My post-doctoral training at Hopkins was an extension of doctoral research.

This work details how polymer structure of poly(β-amino ester)s (PBAE) affects polymer-DNA binding and how binding affects transfection levels, viability, and nanoparticle physical properties (zeta potential and diameter). We also investigated the comparative binding strengths of branched and linear polyethyleneimine, poly(L-lysine) and PBAEs with plasmid DNA and found PBAEs have the weakest binding. This work also details new bioassays including a more high throughput method for assessing cellular and nuclear uptake rates using flow cytometry. This method may be used for elucidating structure-function relationships in various cell types. An auto-fitting, first order mass-action kinetic model was developed in MatLab to quantify the intracellular delivery rate constants for comparing delivery bottlenecks of various polymer structures in various cell lines. This model was used to assess rate differences between polymers which do not transfect well, tansfect mediocre, and transfect well in primary human glioblastoma in vitro. The model recapitulated the experimental data with good agreement without needing to extrapolate data from literature. Principal component analysis is a method to look at large data sets with unknown variable correlations and to quantify how each variable is correlated with another, as well as which and to what degree each variable may drive another. Principal component analysis was utilized to look at 27 physico-chemical properties and cell gene delivery outcomes (i.e., uptake, transfection levels, and viability). We found that certain key parameters, such as hydrophobicity, drove uptake and transfection. The theranostic-enabling technology was capable of co-delivering DNA and siRNA as well as delivering two layers of DNA with two different expression time profiles. Co-delivering DNA and siRNA could allow for the knockdown of a dysfunctional aberrant protein while replacing it with a functional protein.

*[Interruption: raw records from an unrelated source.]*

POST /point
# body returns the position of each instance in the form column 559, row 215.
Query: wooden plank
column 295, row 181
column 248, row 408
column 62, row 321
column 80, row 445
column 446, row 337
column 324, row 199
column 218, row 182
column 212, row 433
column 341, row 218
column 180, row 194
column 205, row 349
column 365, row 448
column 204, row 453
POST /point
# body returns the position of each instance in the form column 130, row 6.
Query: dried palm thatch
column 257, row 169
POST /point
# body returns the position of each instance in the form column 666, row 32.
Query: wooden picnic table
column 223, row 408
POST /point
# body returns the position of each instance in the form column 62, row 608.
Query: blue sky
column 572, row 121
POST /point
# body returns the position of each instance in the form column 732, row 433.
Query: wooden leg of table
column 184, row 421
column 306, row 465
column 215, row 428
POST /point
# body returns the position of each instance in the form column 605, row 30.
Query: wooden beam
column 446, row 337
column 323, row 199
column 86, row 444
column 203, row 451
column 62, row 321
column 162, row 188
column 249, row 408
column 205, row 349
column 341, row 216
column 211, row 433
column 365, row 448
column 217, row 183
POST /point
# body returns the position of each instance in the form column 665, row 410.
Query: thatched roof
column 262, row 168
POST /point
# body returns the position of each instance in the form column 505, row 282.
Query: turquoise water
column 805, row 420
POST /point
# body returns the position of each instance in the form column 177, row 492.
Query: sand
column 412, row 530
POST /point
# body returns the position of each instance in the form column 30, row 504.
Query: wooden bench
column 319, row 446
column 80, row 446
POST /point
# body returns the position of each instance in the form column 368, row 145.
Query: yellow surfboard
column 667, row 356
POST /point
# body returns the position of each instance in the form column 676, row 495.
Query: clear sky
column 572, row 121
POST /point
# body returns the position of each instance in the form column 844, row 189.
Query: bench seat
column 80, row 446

Investigated relative binding differences of hydrolytically degrdadable, cationic polymers and DNA. I synthesized monodisperse polymers with single carbon differences in the backbone and sidechains, and varied the endcap type (none, primary, secondary, tertiary amines) to see how these single carbon differences affected its DNA binding affinity using a single photon counting laser system. I also investigated how binding affinity changes as a function of polymer molecular weight.

Manufactured a potentially refillable ocular drug delivery device (Avastin) which is inserted at the time of IOL implantation for the treatment of AMD.

Utah Artificial Heart Program: On-call engineer for cardiac surgeons, physicians, nurses, and patients for implanting and explanting ventricular assist devices and total artificial hearts, as well as for troubleshooting equipment malfunctions (on-site and off-site). I would control the ventricular assist devices and artificial hearts during implant and explant procedures to maintain proper pressures in the devices as well as the patients. I assembled the inflow and outflow conduits, and primed the ventricular assist devices and total artificial hearts under a sterile field for the cardiac surgeon. I reported mechanical and physiological adverse events to the Interagency Registry for Mechanically Assisted Circulatory Support. I maintained databases for our patients’ survival statistics to ensure we were meeting quality of care standards. I also trained new bioengineers coming into the program. Whenever I was not helping in a surgery/procedure, I would be doing research.Research: causes for hospital readmission in DT VAD patients, causes for late mortality in DT VAD patients, Levitronix Centrimag VAD for temporary support, outcomes in DT VAD patients as predicted by the Seattle Heart Failure Model, reconstructive surgery for VAD infections, age limit of VAD therapy, obesity as it relates to driveline site infections, a non-invasive method to asses aortic valve opening in continuous flow supported patients, signal characteristics in current to predict HM XVE pump failure.